Disney possessed a remarkable skill for drawing the best from those who worked with him. Many of them were astonished at what they could accomplish under his prodding; Disney never was. He expected the best and would not relent until he got it. The bright sharpness of his vision compelled his workers to achievement. “Walt is the best gagman around here,” his cartoonists said in awe. It was their highest compliment; not only could he devise moments of hilarity, but he could blend character and action into prodigious feats of storytelling. Above all, he was a storyteller, whether he was spellbinding a half dozen animators in the studio “sweatbox” or providing entertainment for a packed Radio City Music Hall. The communication was the same; he had an uncanny capacity for reaching the human heart, hence causing nervousness and distrust among intellectuals. They exulted in the Disney failures—and he had some. No one could attempt so much and not fail. But he had an imperishable optimism that allowed him to overcome failure, condescending critics, foreclosing bankers, defecting employees, fraudulent distributors, and other hazards of the motion-picture industry. By the end of his life, his vision had taken him beyond—to the planning of a university that would intermingle all the arts and to the shaping of a city that would prove a model for the future.

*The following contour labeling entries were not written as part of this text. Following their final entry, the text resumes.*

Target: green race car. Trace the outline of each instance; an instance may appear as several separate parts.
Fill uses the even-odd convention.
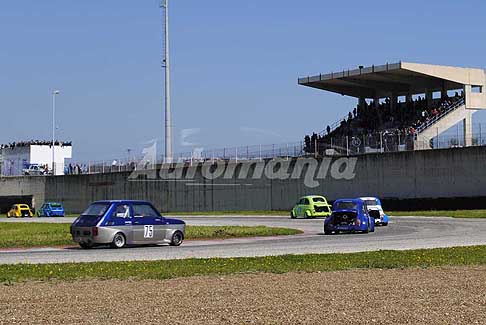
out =
[[[294,218],[316,218],[328,217],[331,215],[331,206],[323,196],[309,195],[299,199],[299,202],[290,211],[290,217]]]

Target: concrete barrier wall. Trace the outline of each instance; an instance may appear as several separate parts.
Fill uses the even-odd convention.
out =
[[[89,202],[103,199],[149,200],[162,211],[288,210],[298,197],[322,194],[330,200],[342,197],[378,196],[409,200],[434,198],[486,197],[486,147],[427,150],[357,156],[352,180],[317,179],[309,188],[304,178],[238,179],[247,163],[236,167],[231,179],[210,180],[202,167],[185,168],[194,173],[189,180],[129,180],[129,173],[9,178],[1,181],[2,195],[33,195],[62,201],[67,211],[82,211]],[[331,166],[336,162],[334,159]],[[288,162],[290,168],[296,160]],[[320,164],[329,161],[320,160]],[[179,170],[180,171],[180,170]],[[304,168],[303,175],[305,175]]]

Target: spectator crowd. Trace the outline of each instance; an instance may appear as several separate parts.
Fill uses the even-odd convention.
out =
[[[417,130],[463,99],[462,92],[456,92],[452,97],[445,95],[429,102],[425,97],[419,96],[409,102],[397,103],[395,109],[392,109],[389,98],[378,104],[374,101],[365,102],[364,105],[357,105],[346,118],[336,124],[335,128],[328,125],[320,134],[305,136],[304,150],[313,153],[316,144],[318,148],[325,148],[331,143],[338,144],[342,138],[366,140],[377,133],[413,139]]]
[[[61,147],[70,147],[72,146],[72,142],[66,142],[66,141],[55,141],[54,144],[56,146],[61,146]],[[1,144],[0,149],[6,149],[6,148],[16,148],[16,147],[29,147],[29,146],[52,146],[52,141],[44,141],[44,140],[31,140],[31,141],[20,141],[20,142],[11,142],[9,144]]]

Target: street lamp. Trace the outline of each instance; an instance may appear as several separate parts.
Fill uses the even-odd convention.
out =
[[[169,61],[169,0],[161,0],[160,7],[164,10],[165,37],[164,60],[165,69],[165,162],[172,163],[172,121],[170,107],[170,61]]]
[[[54,90],[52,92],[52,175],[56,175],[55,149],[56,149],[56,96],[61,92]]]

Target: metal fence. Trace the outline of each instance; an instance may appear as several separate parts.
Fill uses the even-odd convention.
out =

How could it happen? How could one man produce so much entertainment that enthralled billions of human beings in every part of the world? That is the riddle of Walt Disney’s life. The answer can’t be found in his background. His parents were plain people who moved from one section of the country to another in futile search of the American dream. Young Walt showed no brilliance as a student; he daydreamed through his classes. Cartooning proved his major interest, but his drawings were uninspired; as soon as he could hire better cartoonists, he gave up drawing entirely. It seems incredible that the unschooled cartoonist from Kansas City, a bankrupt in his first movie venture, could have produced works of unmatched imagination—and could even have undertaken the creation of a future city. In terms of accomplishment, he might be considered a genius, but the word has lost its impact in the movie world. And even true genius must have roots.